Más de una vez he declarado, en
esta columna, que soy madridista desde que vestía pantalón
corto. Es decir, de cuando el Madrid sin Di Stéfano las
pasaba canutas y casi todos los españoles eran hinchas
furibundos del Athletic de Bilbao. Y hasta manifestaban el
porqué de esa atracción que sentían por el equipo bilbaíno:
“En el Athletic nada más que juegan los vascos”. Proclamaban
con orgullo. Ese sentir lo trasladaban también a otros
menesteres de la vida cotidiana. Si un policía se
extralimitaba en sus funciones, allá que las gentes
respondían que seguro que éste no sería capaz de
comportarse, así, en tierras norteñas. “¡Con los vascos
tendrían que dar!...”. Exclamaban a coro todos los
presentes.
Los vascos, pues, estaban muy bien considerados y se les
enjuiciaba siempre con la misma muletilla: “Son nobles
aunque un poco brutos”. Tener un amigo vasco daba para
mucho. Y, claro, los vascos, ya de por sí con el ego muy
subido de tono, llegaron a creerse que el serlo era más bien
un premio divino. De manera que les faltaba tiempo para
hacerse notar en cuanto salían de su tierra. Bebían más que
nadie, comían más que nadie, sus meadas eran más largas, y
cantaban con más fuerza que ningún otro habitante de una
tierra llamada España, a la cual pertenecían seres
inferiores.
Por lo tanto, en aquellos tiempos de postguerra, a los
vascos les hacían el artículo casi todos los habitantes de
una España sumida en la desesperación y el hambre.
Ciudadanos que veían en Vizcaya la tierra de promisión y
soñaban con coger la maleta y plantarse ante las oficinas de
los Altos Hornos para ver si conseguían un empleo.

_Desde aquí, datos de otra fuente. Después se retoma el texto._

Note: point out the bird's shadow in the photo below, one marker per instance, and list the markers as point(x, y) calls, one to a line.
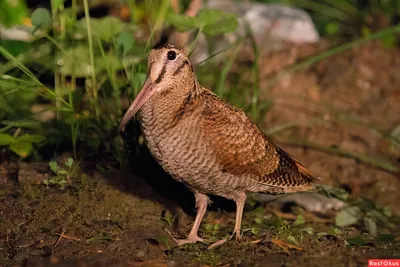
point(147, 179)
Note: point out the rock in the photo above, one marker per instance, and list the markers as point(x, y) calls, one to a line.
point(21, 255)
point(32, 173)
point(310, 201)
point(24, 242)
point(270, 24)
point(141, 254)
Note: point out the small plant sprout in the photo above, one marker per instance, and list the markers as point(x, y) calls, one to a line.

Recuerdo
que en los Altos Hornos trabaja un gaditano, de apellido
Sevillano, que debía tener mucha mano en la empresa. Pues
todo el mundo esperaba su visita a Andalucía para procurarse
una tarjeta de recomendación que, según decían, era mano de
santo. El tal Sevillano viajaba a su pueblo, El Puerto de
Santa María, en verano o cuando al Athletic de Bilbao le
tocaba jugar en Nervión. Y sus paisanos recibían al maketo
poderoso, esperanzados en ser de los distinguidos por el
garabato que ponía en la cartulina donde se especificaba su
posición en la industriosa Bilbao. Lo cual era garantía de
obtener un puesto de trabajo. Del Athletic era hasta Franco.
Y no porque al generalísimo le gustara mucho deleitarse en
aguas de Guipúzcoa, durante su período de vacaciones, sino
porque dicen que disfrutaba lo indecible viendo como los
leones alzaban la Copa que llevaba su nombre. Fue morir el
Caudillo y los leones perder el rugir con que asustaban a
sus rivales coperos.
Un buen día, de la mitad de los años 80, Antonio Vázquez, a
la sazón concejal de Deportes, me habló de si había alguna
posibilidad de que Telmo Zarra aceptara venir a Ceuta para
dar una conferencia futbolística. Llamé a Lezama, ciudad
deportiva donde se forjan los chavales que han de mantener
el prurito de que en el Athletic todos los que juegan son
vascos, para ponerme en contacto con Delgado Meco. Manolo, a
quien conozco desde que él era un niño, no dudó en
prepararme una entrevista telefónica con el héroe de
Maracaná. Y Zarra me causó una impresión extraordinaria. En
la charla, y aclarado que él no estaba en las condiciones
físicas precisas para hacer un viaje así, salió a relucir su
madridismo. “No lo vayas a publicar, Manolo, me dijo con
sorna; pues no están las cosas ahora como para que se sepa
que muchos jugadores vascos, de la época grande, nos bebemos
los vientos por un Madrid que nos agasaja a la menor
ocasión”. Yo sigo siendo del Madrid: aunque reconozco que me
dan ganas de no serlo cuando leo la prensa madrileña, que
tanto daño le está haciendo al club. Acabo de leer el As.